The resistance to stranger-obligation comes from two directions. Communitarians argue that genuine obligation requires genuine relationship — you can owe duties to family, community, nation, but not to strangers. Libertarians argue that obligation requires consent — you cannot be bound by duties you did not choose. Appiah rejects both. The boundaries of community have never been fixed; every moral expansion in history has involved recognizing people previously classified as strangers as within the circle of obligation. And benefit from a structure that harms others incurs obligation regardless of whether the benefit was sought.
The parallel to AI is precise. The productivity gains Segal documents are real. The builders achieving them are not villains. But the gains have costs, and the costs fall on strangers — the junior developer not hired, the mid-career professional displaced before retraining is possible, the communities whose economic foundations are being restructured. The obligation is not charity. It is justice, arising from the structure of the situation.
Appiah's framework demands three concrete responses. First, visibility: the people bearing the costs must be seen as particular individuals, not statistics. Second, institutional response: retraining programs, safety nets, educational reform — built at the speed the transition demands. Third, moral imagination — the active effort to understand the world from the displaced stranger's perspective.

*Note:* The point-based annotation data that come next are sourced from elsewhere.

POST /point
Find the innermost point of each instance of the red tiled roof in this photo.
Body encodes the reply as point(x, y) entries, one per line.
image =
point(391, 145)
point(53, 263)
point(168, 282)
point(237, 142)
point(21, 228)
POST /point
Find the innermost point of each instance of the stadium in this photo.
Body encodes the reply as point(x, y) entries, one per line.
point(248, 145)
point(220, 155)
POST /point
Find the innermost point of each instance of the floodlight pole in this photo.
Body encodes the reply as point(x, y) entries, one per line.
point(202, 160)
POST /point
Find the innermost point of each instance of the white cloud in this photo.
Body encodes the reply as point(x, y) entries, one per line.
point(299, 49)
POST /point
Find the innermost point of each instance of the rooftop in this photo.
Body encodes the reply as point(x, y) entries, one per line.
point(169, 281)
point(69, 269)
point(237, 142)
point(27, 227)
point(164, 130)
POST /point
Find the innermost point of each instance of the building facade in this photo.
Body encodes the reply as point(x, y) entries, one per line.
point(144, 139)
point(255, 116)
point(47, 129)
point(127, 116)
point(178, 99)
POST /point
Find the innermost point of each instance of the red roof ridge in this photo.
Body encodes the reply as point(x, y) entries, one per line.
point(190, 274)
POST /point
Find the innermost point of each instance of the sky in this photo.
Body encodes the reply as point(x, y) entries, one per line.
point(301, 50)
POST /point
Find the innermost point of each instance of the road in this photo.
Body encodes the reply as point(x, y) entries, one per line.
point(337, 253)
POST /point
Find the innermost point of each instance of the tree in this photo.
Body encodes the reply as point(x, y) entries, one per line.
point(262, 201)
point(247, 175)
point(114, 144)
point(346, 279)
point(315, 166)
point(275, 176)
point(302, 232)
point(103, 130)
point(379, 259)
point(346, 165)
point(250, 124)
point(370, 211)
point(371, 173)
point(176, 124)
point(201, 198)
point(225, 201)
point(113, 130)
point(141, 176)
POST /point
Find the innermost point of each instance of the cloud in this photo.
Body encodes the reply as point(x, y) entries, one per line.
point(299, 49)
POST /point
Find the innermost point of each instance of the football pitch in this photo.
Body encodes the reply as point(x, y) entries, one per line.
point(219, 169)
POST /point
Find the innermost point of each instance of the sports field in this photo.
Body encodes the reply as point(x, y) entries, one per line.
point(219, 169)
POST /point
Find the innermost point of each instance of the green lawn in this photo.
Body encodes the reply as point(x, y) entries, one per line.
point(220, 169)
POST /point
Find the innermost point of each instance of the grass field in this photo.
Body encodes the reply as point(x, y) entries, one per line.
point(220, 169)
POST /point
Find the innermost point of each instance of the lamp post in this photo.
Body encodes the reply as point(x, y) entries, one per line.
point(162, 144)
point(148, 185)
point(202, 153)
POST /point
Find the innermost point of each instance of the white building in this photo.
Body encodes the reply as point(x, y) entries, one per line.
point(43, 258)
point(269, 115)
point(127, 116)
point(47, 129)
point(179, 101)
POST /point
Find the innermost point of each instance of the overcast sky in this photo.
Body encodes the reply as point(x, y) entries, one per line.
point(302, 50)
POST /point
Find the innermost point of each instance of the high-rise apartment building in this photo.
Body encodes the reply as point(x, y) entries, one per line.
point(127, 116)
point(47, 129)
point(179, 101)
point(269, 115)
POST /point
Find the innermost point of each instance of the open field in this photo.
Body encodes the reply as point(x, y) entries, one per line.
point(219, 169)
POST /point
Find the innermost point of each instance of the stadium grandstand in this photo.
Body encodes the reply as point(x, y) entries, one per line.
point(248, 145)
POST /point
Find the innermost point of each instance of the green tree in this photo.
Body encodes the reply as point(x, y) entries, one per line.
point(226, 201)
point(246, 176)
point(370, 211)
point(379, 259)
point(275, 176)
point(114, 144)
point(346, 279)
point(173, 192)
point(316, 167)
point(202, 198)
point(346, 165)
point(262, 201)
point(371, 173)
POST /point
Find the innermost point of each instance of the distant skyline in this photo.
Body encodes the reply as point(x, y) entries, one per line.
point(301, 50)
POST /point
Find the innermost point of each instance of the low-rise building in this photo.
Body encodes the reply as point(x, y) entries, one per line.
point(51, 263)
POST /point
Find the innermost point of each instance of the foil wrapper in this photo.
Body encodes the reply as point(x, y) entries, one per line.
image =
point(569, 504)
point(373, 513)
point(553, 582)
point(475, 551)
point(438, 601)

Acemoglu and Johnson in Power and Progress provide the historical evidence that makes the philosophical framework concrete. Across a thousand years of technological transitions, distributional consequences were determined not by the technology but by the institutional choices made during the transition. Technologies with strong institutions produced broadly shared prosperity. Technologies without produced concentrated wealth and widespread immiseration. The choices are being made now.
Appiah developed the stranger-obligation framework most fully in Cosmopolitanism: Ethics in a World of Strangers (2006). The framework draws on Kant's cosmopolitan writings while rejecting Kant's universalism-as-abstraction for a rooted universalism that acknowledges particular attachments while insisting on duties that extend beyond them.

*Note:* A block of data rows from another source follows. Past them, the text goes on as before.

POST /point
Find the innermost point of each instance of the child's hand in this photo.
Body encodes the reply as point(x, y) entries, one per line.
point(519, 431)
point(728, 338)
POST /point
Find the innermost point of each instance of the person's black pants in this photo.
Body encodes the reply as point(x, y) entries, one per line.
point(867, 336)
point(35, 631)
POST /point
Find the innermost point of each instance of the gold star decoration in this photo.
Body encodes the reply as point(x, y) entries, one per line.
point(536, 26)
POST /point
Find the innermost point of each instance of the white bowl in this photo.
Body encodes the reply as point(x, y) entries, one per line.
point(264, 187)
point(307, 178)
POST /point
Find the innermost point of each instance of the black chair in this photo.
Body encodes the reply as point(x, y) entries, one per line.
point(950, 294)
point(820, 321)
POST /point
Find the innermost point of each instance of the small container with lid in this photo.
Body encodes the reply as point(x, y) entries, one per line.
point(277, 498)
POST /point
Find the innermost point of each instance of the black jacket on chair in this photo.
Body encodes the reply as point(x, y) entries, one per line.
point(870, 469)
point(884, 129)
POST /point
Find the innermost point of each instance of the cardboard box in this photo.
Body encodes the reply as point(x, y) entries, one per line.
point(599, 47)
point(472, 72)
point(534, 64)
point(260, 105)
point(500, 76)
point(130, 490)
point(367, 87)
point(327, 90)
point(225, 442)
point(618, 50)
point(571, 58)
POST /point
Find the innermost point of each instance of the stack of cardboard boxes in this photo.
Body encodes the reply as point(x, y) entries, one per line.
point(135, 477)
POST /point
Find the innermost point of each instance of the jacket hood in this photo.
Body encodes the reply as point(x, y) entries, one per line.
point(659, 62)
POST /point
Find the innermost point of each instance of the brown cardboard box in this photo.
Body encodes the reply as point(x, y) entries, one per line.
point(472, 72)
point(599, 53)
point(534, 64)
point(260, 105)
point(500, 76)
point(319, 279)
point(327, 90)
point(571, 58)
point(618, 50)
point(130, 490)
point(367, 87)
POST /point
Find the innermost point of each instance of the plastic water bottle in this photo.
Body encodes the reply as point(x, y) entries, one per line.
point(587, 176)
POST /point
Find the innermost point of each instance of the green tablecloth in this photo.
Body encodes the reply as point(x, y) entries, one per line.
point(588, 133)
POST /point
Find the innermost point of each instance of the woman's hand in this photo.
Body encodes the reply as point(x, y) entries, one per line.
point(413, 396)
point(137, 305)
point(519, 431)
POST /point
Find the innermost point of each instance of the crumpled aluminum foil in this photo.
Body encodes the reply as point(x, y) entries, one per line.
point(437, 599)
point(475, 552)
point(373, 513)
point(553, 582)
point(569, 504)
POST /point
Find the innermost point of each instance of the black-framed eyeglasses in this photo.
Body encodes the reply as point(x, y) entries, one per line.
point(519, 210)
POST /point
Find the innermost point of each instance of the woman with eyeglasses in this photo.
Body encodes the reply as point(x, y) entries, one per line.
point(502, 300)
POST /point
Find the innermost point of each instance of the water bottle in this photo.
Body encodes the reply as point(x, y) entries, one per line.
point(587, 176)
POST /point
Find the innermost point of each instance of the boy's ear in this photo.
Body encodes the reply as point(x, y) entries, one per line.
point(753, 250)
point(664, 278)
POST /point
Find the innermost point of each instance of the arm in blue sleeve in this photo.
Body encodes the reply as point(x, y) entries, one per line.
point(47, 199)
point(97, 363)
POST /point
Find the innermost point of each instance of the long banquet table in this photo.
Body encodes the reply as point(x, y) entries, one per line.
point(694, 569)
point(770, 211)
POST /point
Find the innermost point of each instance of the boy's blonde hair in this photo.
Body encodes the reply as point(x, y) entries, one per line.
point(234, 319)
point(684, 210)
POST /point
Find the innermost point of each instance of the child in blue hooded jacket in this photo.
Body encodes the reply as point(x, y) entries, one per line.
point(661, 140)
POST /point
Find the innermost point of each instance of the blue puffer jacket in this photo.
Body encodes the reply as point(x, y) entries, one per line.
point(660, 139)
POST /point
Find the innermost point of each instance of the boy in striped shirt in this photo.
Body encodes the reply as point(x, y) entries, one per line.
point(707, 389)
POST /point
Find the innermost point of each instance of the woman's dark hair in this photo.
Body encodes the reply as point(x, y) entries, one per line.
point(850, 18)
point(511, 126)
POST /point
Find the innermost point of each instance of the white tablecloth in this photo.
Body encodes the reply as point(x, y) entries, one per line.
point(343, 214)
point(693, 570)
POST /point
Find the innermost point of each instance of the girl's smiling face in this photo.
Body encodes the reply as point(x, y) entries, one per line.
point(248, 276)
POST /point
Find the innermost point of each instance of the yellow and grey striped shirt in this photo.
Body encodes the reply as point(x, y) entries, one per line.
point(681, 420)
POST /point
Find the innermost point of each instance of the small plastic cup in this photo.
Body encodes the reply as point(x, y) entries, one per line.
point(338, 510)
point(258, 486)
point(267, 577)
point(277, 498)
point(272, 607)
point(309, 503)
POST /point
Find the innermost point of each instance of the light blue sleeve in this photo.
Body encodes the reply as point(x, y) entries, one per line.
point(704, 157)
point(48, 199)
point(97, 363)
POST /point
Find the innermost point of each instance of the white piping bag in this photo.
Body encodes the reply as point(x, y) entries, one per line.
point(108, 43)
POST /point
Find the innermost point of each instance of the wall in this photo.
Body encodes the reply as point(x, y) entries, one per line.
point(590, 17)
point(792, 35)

Obligation is structural. It arises from the situation, not from the obligated party's feelings. Benefit from a system that harms others creates duty regardless of intent.

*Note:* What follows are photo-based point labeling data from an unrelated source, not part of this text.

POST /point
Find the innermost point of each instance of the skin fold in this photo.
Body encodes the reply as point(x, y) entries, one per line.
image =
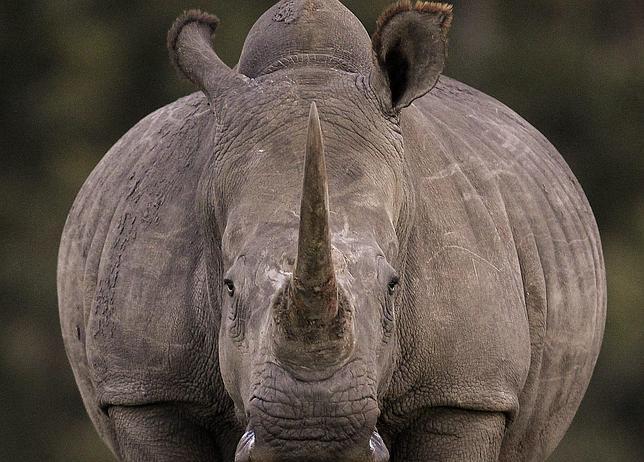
point(331, 253)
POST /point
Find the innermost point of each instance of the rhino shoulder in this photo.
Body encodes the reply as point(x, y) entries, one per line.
point(132, 271)
point(490, 185)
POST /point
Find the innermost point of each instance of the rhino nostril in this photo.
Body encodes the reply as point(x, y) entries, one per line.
point(245, 447)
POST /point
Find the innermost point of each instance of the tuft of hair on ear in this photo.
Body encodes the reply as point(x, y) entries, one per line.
point(442, 11)
point(186, 18)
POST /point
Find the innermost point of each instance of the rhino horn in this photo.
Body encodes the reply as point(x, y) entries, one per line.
point(192, 53)
point(313, 291)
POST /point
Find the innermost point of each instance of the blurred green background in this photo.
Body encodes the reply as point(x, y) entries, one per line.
point(75, 75)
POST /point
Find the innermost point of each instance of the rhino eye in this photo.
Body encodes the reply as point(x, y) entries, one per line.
point(230, 287)
point(393, 283)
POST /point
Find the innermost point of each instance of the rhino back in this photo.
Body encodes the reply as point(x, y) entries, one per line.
point(136, 321)
point(507, 252)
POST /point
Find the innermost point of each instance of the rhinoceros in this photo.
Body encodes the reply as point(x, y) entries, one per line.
point(331, 253)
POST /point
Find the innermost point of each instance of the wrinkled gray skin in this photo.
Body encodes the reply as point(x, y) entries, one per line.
point(482, 352)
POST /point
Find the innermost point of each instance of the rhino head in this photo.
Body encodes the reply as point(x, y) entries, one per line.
point(305, 207)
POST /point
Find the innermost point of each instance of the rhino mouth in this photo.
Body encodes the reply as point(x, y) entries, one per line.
point(320, 421)
point(249, 451)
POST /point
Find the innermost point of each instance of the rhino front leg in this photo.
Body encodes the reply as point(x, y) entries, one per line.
point(447, 434)
point(161, 432)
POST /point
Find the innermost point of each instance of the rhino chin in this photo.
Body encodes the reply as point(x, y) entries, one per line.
point(247, 451)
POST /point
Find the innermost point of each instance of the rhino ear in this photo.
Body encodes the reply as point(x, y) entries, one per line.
point(191, 52)
point(410, 48)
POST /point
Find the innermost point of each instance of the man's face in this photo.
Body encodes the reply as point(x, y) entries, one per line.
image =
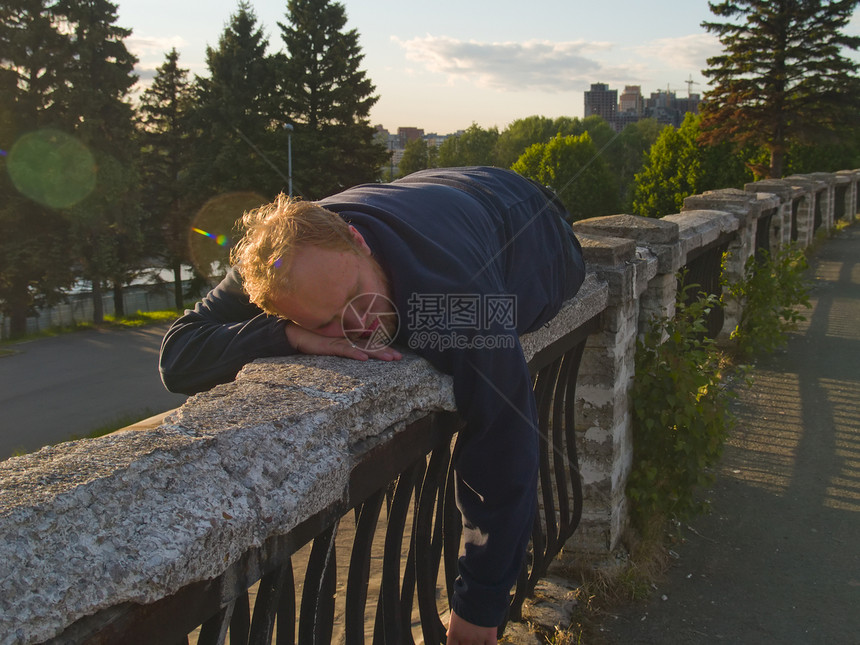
point(337, 294)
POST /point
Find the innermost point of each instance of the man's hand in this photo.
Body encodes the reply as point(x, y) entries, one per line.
point(308, 342)
point(462, 632)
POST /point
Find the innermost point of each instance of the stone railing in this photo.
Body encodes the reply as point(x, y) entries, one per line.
point(341, 470)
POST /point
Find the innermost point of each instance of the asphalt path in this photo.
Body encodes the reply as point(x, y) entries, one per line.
point(55, 389)
point(778, 561)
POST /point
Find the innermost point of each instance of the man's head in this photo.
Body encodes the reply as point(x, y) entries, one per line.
point(303, 262)
point(273, 234)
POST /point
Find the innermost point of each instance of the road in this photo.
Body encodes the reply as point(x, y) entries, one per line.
point(777, 561)
point(54, 389)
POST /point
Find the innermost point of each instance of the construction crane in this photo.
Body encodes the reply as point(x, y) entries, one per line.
point(690, 82)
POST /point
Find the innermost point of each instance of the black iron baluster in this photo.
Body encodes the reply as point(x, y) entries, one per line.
point(393, 629)
point(214, 630)
point(317, 602)
point(266, 605)
point(429, 543)
point(359, 568)
point(240, 623)
point(287, 609)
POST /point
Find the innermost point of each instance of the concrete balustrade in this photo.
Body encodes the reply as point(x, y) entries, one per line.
point(136, 516)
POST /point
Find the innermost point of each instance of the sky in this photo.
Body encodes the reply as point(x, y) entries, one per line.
point(441, 65)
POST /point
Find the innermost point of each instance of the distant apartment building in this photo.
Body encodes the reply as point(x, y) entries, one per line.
point(405, 135)
point(664, 106)
point(396, 144)
point(601, 101)
point(631, 100)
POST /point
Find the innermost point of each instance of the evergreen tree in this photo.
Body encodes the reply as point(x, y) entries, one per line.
point(783, 76)
point(474, 147)
point(679, 165)
point(328, 99)
point(521, 134)
point(236, 116)
point(417, 156)
point(34, 251)
point(107, 225)
point(627, 155)
point(570, 166)
point(166, 137)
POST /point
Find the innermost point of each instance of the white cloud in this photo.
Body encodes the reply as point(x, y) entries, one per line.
point(510, 66)
point(148, 48)
point(684, 52)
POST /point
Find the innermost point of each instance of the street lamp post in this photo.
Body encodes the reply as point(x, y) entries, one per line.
point(289, 128)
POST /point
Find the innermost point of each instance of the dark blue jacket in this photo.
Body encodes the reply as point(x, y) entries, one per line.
point(466, 243)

Visibility first. The people bearing the costs must be seen as particular individuals. Aggregate statistics perform a subtle moral erasure.
Institutions over intentions. Good intentions are necessary but insufficient. The obligation requires the construction of institutions that distribute transition costs justly.
Moral imagination. Genuine cosmopolitan concern requires active effort to understand the world from the perspective of those affected — not simulated stakeholder analysis but actual encounter.
The objection from effective altruism argues that impartial moral concern requires treating all strangers equally, which conflicts with Appiah's emphasis on particular attachment. Appiah's response is that rooted cosmopolitanism is not weakened impartialism but a different framework entirely — one that recognizes particular attachments as constitutive of moral agency while extending concern beyond them.